O Dia do Trabalhador foi marcado por mobilização e resistência em Fortaleza. No último 1º de maio, trabalhadores e trabalhadoras de diversas idades ocuparam a Avenida Beira Mar em um ato que reuniu movimentos sociais, sindicatos e organizações populares em defesa de direitos e melhores condições de trabalho.

A caminhada teve início no Espigão da Rui Barbosa e seguiu em direção ao Mercado dos Peixes, reunindo centenas de pessoas em um percurso marcado por palavras de ordem, manifestações culturais e fortalecimento coletivo das lutas sociais.

A ADUFC esteve presente no ato, em articulação com diversas entidades que atuam em defesa da educação pública no Ceará. A participação reafirma o compromisso do sindicato com a defesa dos direitos da classe trabalhadora e com a construção de uma sociedade mais justa.

O presidente da ADUFC, Prof.
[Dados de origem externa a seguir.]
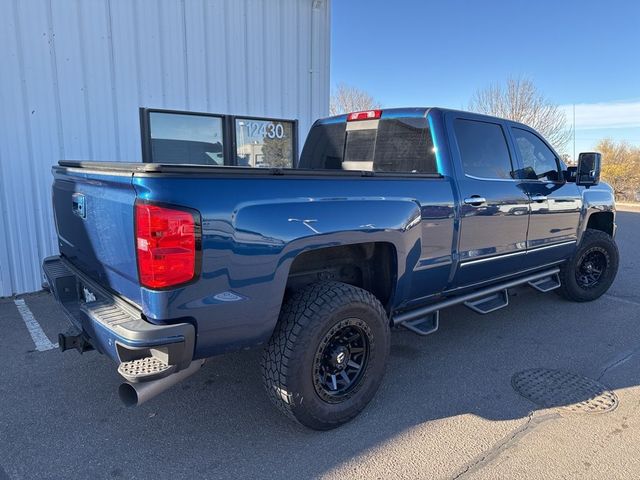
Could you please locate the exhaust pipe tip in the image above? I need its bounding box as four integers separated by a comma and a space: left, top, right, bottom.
118, 383, 138, 407
118, 360, 204, 407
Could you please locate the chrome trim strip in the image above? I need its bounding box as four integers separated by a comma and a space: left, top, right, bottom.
527, 240, 577, 253
460, 240, 576, 267
460, 250, 527, 267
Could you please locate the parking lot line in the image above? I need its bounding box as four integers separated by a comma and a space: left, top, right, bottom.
604, 293, 640, 306
13, 298, 58, 352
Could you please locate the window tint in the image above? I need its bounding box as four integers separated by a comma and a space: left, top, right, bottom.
342, 126, 378, 170
149, 112, 224, 165
235, 118, 293, 168
298, 122, 346, 170
374, 117, 438, 173
298, 117, 438, 173
454, 118, 513, 179
511, 128, 560, 182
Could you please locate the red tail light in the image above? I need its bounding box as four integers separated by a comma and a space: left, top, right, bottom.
135, 202, 200, 289
347, 110, 382, 122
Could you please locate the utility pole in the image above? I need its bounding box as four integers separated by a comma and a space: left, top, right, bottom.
573, 103, 577, 162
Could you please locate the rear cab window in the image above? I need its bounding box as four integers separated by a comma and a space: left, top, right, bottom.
298, 116, 439, 174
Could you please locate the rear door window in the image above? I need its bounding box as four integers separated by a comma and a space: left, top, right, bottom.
454, 118, 515, 180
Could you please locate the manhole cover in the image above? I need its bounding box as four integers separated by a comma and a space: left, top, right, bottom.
511, 368, 618, 413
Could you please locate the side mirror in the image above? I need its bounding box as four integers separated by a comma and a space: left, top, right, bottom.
576, 152, 602, 188
563, 167, 578, 183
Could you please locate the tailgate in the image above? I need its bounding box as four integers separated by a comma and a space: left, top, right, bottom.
53, 167, 140, 304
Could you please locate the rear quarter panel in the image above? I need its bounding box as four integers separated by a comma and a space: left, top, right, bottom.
134, 176, 453, 357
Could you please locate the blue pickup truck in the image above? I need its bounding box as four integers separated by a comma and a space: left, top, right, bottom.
43, 108, 618, 430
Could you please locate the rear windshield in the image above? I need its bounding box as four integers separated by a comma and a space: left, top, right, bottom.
298, 117, 438, 174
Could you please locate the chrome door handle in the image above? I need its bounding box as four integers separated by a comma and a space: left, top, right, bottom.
464, 195, 487, 207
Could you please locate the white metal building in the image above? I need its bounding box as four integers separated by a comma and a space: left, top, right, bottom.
0, 0, 330, 296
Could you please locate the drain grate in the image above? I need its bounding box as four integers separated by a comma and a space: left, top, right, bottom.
511, 368, 618, 413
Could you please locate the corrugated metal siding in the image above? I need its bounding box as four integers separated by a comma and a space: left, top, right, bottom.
0, 0, 330, 296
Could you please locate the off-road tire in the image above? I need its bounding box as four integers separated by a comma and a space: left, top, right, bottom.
262, 282, 390, 430
558, 229, 619, 302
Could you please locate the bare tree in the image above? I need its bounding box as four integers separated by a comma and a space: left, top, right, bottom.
596, 138, 640, 200
469, 78, 572, 153
329, 83, 380, 115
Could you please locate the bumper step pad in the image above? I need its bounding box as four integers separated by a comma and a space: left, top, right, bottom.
118, 357, 177, 383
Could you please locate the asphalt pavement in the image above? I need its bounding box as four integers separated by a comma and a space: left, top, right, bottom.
0, 208, 640, 480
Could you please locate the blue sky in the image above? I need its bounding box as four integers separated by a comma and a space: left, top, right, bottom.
331, 0, 640, 152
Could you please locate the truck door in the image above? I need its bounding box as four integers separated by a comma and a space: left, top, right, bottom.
447, 115, 529, 288
510, 126, 582, 265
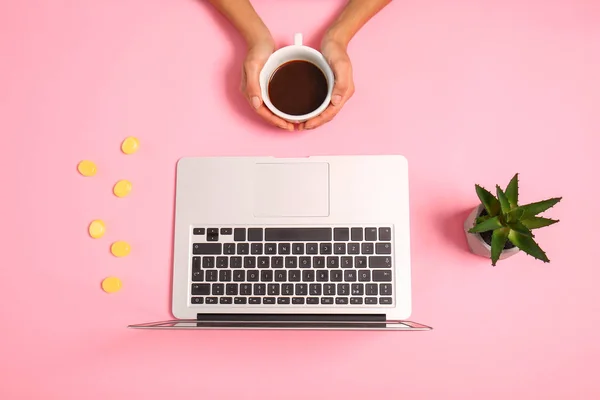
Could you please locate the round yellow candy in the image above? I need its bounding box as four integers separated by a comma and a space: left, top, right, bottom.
113, 179, 131, 197
121, 136, 140, 154
110, 240, 131, 257
77, 160, 98, 176
102, 276, 123, 293
88, 219, 106, 239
André Ferreira, destacou a principal pauta da manifestação e explicou a importância da aprovação do fim da escala 6×1.

“Viemos aqui para lutar contra a anistia para golpista, viemos aqui para lutar por liberdade para as mulheres que têm sido perseguidas, assassinadas, viemos aqui para lutar contra o machismo, viemos aqui para lutar pela demarcação das terras indígenas, mas centralmente nesse momento é importante a gente avançar na pauta da redução da jornada de trabalho”, enfatizou.

Esse modelo de trabalho impõe condições precárias para os/as trabalhadores/as, compromete a qualidade de vida e reduz o tempo disponível para o convívio familiar, o lazer e o descanso. Estabelecer o fim da escala 6×1 é, portanto, garantir a ampliação do tempo de descanso, o maior cuidado com a saúde física e mental e a melhor convivência dos/as trabalhadores/as com familiares e amigos. Além de reduzir o desgaste e aumentar a produtividade, a redução da jornada pode gerar milhares de empregos no Brasil.

“É importante que a gente avance nesse sentido para um emprego de melhor qualidade, que possa inclusive atrair a nossa juventude, que possa dar um horizonte para a nossa juventude, que dê à juventude também a possibilidade de trabalhar, mas também acessar a cultura, estudar e acessar a universidade”, destacou Prof. André.

Além das falas políticas, o ato também contou com expressões culturais. O Caldeirão da ADUFC participou com seus brincantes, levando música e energia ao percurso, contribuindo para fortalecer o espírito de luta e união entre os presentes.

Levi Magalhães, regente do Caldeirão da ADUFC, avalia que o grupo se propõe a vivenciar manifestações da cultura popular através da música, sendo um instrumento de resistência e fortalecendo a luta da classe trabalhadora.

“Essa luta está presente nas letras das músicas que cantamos, da forma como dançamos, das brincadeiras e dos brinquedos que ensinam as mestras e mestres da cultura popular. (…) Então o Caldeirão está nesse movimento para mostrar que a cultura popular é resistência, é pertencimento, é identidade, e isso acompanha todas as comunidades, todos os grupos, e como isso nos une, nos liga”, explica.